In the May 15, 2005, issue of the Journal of Experimental Biology (http://jeb.biologists.org/content/vol208/issue10/), scientists described the effects of size and behavior of flying snakes, and found that the smaller animals were better gliders.
"Despite their lack of wing-like appendages, flying snakes are skilled aerial locomotors," said lead scientist and author Jake Socha, Ph.D., who has been studying these unique creatures for the past eight years.
With the help of colleagues Michael LaBarbera, professor of organismal biology and anatomy at Chicago, and Tony O'Dempsey, an expert in photogrammetry, Socha used 3-D flight information from the synchronized recordings of two video cameras to digitally reconstruct the trajectories, speed and body postures of Chrysopelea paradisi, or paradise tree snake, and Chrysopelea ornata, golden tree snake.
In this study, Socha, who also is a biologist at Argonne National Laboratory, found that paradise tree snakes are true gliders, traveling further horizontally than dropping vertically.

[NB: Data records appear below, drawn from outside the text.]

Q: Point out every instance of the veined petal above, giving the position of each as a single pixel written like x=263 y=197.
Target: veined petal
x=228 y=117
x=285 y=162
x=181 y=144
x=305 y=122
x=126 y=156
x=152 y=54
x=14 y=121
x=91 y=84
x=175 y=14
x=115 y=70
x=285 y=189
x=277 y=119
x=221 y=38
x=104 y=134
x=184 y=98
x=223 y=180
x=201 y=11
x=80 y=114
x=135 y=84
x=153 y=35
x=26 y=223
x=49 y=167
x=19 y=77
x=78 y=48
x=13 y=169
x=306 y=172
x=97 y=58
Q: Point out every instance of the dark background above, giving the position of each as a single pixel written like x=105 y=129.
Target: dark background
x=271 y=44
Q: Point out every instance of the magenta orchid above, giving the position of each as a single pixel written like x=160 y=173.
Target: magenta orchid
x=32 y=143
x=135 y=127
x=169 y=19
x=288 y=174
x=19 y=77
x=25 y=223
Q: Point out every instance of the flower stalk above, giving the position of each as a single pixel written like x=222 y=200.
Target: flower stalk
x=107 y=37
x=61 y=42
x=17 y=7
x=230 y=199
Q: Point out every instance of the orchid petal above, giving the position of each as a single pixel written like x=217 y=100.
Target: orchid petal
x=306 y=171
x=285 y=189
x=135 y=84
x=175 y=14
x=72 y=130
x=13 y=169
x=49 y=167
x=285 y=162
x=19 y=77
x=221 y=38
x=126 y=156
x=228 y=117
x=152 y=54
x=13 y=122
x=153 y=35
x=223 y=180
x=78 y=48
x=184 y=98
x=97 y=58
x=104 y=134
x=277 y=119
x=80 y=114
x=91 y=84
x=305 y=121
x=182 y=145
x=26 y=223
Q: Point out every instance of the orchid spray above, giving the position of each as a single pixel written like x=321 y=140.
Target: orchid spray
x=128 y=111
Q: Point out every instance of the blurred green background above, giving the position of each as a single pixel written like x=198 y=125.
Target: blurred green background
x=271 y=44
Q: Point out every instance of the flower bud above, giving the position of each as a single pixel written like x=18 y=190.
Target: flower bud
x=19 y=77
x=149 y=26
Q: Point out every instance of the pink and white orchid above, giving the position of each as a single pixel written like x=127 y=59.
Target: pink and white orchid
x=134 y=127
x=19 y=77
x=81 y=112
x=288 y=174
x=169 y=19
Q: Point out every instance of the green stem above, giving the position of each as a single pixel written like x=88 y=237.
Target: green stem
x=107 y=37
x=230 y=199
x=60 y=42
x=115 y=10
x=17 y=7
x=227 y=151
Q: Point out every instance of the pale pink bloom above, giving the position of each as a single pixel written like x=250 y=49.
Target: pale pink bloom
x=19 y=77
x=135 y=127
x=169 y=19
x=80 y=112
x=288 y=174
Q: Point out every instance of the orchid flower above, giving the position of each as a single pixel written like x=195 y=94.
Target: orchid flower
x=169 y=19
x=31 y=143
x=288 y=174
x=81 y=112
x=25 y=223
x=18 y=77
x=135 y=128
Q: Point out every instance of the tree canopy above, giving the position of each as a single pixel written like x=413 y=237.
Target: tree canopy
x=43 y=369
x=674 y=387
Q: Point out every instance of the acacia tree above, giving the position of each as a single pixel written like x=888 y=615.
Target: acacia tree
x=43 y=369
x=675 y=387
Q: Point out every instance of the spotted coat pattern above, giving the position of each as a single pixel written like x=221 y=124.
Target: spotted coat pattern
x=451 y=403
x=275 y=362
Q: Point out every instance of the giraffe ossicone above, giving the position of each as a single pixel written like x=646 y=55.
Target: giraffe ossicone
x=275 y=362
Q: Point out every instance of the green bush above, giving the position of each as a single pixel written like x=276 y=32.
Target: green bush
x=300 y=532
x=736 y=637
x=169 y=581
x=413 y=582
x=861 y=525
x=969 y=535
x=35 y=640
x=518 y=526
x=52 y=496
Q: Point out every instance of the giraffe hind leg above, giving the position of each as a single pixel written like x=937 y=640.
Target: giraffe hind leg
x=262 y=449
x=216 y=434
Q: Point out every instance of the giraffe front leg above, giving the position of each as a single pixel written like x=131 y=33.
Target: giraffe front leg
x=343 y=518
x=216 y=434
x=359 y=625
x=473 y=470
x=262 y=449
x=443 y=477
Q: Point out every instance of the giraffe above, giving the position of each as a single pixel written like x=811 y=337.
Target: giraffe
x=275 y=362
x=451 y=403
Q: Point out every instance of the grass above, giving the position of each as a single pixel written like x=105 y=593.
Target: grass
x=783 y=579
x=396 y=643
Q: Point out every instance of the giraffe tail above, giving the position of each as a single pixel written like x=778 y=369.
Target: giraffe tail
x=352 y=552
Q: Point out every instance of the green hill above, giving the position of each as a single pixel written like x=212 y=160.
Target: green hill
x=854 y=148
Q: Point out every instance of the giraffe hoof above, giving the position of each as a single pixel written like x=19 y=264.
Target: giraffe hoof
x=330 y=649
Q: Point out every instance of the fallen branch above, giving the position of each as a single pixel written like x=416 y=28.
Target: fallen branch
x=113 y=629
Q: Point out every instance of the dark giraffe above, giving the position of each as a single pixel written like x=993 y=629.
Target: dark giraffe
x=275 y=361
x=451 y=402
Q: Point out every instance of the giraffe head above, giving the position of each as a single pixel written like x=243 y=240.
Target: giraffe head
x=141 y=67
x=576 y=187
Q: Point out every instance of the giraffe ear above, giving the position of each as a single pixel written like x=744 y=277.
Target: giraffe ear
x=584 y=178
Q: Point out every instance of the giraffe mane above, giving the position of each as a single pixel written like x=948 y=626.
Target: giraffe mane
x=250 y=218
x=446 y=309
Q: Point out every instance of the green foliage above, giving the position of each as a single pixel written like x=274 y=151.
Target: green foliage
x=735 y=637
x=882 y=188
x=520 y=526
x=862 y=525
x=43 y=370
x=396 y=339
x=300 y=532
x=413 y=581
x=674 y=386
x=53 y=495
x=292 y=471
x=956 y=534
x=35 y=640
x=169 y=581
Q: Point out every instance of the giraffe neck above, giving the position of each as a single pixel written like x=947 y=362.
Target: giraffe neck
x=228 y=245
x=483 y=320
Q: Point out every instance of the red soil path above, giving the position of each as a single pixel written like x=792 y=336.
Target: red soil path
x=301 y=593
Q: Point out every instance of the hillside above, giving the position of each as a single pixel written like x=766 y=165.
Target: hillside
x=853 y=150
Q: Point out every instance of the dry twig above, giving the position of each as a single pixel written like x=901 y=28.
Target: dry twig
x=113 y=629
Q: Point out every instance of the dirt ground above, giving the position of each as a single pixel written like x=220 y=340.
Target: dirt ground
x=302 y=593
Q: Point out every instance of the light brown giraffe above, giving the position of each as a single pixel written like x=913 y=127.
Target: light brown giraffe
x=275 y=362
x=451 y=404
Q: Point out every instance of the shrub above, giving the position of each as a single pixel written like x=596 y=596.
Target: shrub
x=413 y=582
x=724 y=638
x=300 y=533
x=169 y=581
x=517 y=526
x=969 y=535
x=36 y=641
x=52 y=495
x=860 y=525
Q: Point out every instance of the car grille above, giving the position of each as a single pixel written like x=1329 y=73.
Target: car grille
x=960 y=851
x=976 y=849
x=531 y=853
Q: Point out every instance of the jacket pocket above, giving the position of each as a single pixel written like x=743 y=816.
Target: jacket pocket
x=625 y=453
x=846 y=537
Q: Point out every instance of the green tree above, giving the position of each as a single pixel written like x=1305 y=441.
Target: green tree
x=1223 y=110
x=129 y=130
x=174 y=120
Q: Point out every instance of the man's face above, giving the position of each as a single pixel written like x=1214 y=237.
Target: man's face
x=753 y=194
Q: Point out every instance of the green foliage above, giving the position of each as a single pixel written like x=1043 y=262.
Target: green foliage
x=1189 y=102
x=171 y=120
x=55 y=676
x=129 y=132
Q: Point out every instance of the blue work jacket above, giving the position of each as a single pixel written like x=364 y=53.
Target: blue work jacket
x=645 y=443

The best flight Socha recorded traveled 13 degrees from the horizon at the end of its trajectory.
Socha correlated 19 performance variables, such as glide angle and horizontal speed, of the snake's flight with 16 size and behavior variables, such as mass and snout-vent length, of the animal's body. He found that body length and wave amplitude are important predictors of flight behavior, but wave frequency was not.
"These high-amplitude undulations visually dominate the behavior, yet their frequency is unrelated to the snake's glide performance," Socha said.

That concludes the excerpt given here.